So passed January, February, Shrovetide came and went. On the Sunday of Forgiveness she ordered me to come to her after four o’clock in the afternoon. I arrived, and she met me already dressed, wearing a short astrakhan fur coat, an astrakhan fur hat and black felt overshoes.

“All black!” I said, going in, as always, joyously.

Her eyes were affectionate and quiet:

“It’s already Pure Monday tomorrow, you know,” she replied, taking her hand out of her astrakhan fur muff and giving it to me in a black kid glove. “‘O Lord and Master of my life…’ Do you want to go to the New Maiden Convent?”

I was surprised, but hastened to say:

“Yes, I do!”

“Why always taverns and more taverns?” she added. “Now yesterday morning I was at the Rogozhskoye Cemetery.”

I was even more surprised:

“At a cemetery? Why? Is that the renowned schismatics’ one?”

“Yes, it’s the schismatics’. Pre-Petrine Rus! They were burying their archbishop. And just imagine: the coffin’s an oak log, like in ancient times, the gold brocade looks like hammered metal, the face of the deceased is covered with a white communion cloth embroidered with a large black ornamental design – beauty and dread. And there are deacons by the coffin with images of angels – ripidy, and triple candlesticks – trikiry…”

“How do you know all this? Ripidy, trikiry!”

“It’s just that you don’t know me.”

“I didn’t know you were so religious.”

“It’s not being religious. I don’t know what it is… But, for example, I do often go in the mornings or the evenings, when you’re not dragging me around to restaurants, to the Kremlin cathedrals, yet you don’t even suspect it… And so: the deacons – and what deacons! Peresvet and Oslyabya! And in the two choirs, two sets of singers, all Peresvets as well: tall, mighty, all in long black caftans, singing, responding to one another – first one choir, then the other – and all in unison and not from sheet music, but from ‘neumes’. And the inside of the grave was lined with shiny fir branches, and outside there’s the frost, sunshine, dazzling snow… But no, you don’t understand it! Let’s go…”

The evening was peaceful and sunny, with hoar frost on the trees; on the blood- and brick-red walls of the Convent the jackdaws, looking like nuns, were chattering in the quietness, the chimes kept on playing, thin and sad, in the bell tower. Crunching across the snow in the quietness, we entered the gates and went along snowy paths through the cemetery – the sun had only just gone down, it was still perfectly light, frost-covered boughs were wonderfully silhouetted like grey coral against the gold enamel of the sunset, and glimmering mysteriously around us were the tranquil, mournful lights of a scattering of inextinguishable icon lamps above the graves. I walked behind her and gazed with tenderness at her little track, at the tiny stars left on the snow by her new black overshoes – and sensing this, she suddenly turned around:

“Truly, how you do love me!” she said with quiet bewilderment, shaking her head.

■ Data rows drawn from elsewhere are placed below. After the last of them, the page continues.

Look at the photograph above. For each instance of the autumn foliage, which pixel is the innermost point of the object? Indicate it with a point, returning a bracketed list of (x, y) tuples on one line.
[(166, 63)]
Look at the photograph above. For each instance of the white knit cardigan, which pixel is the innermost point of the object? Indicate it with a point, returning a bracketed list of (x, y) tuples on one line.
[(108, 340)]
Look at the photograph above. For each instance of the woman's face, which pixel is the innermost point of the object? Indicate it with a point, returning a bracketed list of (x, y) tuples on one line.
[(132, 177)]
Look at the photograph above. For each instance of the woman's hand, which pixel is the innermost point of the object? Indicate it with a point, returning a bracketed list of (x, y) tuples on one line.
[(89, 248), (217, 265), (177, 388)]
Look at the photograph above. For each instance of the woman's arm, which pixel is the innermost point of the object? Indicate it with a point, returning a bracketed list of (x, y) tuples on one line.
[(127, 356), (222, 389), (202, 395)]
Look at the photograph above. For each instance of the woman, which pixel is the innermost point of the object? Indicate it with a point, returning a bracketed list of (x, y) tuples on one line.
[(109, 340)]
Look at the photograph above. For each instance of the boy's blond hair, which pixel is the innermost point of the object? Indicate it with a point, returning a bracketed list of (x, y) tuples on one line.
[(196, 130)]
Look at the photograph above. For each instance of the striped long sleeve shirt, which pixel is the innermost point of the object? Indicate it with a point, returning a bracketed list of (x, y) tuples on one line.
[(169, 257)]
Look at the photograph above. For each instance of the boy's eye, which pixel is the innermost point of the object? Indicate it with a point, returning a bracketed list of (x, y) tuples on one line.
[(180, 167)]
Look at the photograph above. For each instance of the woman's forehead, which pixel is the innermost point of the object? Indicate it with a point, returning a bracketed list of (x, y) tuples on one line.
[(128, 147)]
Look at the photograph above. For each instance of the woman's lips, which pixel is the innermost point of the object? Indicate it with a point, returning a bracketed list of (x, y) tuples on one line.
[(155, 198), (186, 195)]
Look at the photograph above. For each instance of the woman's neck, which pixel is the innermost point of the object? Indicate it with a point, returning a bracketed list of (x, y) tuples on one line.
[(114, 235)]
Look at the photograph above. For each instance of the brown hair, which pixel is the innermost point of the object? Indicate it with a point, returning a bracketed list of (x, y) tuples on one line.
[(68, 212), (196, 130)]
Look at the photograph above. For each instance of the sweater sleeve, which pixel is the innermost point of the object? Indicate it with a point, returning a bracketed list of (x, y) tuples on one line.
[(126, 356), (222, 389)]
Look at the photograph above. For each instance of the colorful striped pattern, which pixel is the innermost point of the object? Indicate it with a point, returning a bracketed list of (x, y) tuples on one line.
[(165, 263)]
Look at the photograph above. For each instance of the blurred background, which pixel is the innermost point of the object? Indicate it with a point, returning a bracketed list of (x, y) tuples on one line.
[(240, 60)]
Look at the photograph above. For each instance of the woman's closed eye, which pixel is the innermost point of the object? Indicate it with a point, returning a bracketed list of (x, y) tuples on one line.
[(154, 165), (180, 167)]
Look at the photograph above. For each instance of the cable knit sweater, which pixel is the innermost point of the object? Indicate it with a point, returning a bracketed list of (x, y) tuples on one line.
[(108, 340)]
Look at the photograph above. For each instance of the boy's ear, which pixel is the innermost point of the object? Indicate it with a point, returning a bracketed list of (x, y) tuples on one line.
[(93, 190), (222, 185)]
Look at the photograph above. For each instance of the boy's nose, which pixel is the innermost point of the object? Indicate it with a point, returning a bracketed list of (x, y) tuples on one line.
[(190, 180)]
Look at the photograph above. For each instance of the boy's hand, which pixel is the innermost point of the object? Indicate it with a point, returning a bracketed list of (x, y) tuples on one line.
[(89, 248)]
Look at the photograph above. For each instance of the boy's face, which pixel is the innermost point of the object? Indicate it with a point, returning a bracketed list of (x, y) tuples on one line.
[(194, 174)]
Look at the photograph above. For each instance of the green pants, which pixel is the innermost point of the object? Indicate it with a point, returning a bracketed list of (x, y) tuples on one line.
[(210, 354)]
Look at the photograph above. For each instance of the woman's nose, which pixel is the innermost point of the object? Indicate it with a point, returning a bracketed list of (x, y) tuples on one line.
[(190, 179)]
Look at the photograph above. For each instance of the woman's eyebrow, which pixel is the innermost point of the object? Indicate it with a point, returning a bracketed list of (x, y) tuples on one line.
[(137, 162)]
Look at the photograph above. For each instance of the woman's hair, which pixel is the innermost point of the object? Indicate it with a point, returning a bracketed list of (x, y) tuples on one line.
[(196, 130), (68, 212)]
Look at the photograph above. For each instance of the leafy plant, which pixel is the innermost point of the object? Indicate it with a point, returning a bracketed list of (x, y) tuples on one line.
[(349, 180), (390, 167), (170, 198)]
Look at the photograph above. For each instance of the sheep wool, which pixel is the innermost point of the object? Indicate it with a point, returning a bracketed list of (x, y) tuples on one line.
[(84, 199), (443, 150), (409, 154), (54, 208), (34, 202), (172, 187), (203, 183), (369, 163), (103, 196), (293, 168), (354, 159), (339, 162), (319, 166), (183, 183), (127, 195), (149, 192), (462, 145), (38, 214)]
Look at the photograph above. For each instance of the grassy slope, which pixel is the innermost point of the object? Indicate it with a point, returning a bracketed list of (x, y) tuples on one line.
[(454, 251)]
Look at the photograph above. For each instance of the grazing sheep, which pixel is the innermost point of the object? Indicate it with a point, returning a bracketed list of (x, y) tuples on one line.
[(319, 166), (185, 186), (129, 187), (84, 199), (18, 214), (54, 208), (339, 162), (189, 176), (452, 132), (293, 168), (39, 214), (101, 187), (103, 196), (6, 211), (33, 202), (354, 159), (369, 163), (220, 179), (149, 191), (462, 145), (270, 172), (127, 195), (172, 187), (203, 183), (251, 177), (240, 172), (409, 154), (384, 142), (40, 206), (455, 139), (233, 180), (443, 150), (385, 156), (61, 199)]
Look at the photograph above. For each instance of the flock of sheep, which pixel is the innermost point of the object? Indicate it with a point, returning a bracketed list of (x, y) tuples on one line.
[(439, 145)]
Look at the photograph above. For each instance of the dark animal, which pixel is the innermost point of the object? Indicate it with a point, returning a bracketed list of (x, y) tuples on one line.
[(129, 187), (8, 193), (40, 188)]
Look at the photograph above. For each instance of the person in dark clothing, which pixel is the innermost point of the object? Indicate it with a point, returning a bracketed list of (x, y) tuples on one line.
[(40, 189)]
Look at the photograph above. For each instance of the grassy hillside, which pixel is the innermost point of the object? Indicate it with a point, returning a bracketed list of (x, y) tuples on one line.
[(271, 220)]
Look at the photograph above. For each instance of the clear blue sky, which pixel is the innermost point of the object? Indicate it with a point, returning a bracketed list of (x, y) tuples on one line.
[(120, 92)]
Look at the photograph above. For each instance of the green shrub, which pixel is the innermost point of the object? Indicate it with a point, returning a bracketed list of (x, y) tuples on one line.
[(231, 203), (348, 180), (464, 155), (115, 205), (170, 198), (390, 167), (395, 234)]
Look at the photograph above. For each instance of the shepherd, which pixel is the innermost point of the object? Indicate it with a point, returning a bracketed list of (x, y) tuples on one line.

We stood for a while beside the graves of Ertel and Chekhov. Keeping her hands inside her lowered muff, she gazed for a long time at Chekhov’s gravestone, then shrugged a shoulder:

“What a revolting mixture of the sugary Russian style and the Arts Theatre!”

It had begun to get dark, and it was freezing as we slowly walked out of the gates, beside which my Fyodor was obediently sitting on his box.

“Let’s drive around a little more,” she said, “then we’ll go to Yegorov’s to eat the last pancakes… Only not too quick, Fyodor – all right?”

“No, ma’am.”

“Somewhere on Ordynka there’s a house where Griboyedov used to live. Let’s go and look for it…”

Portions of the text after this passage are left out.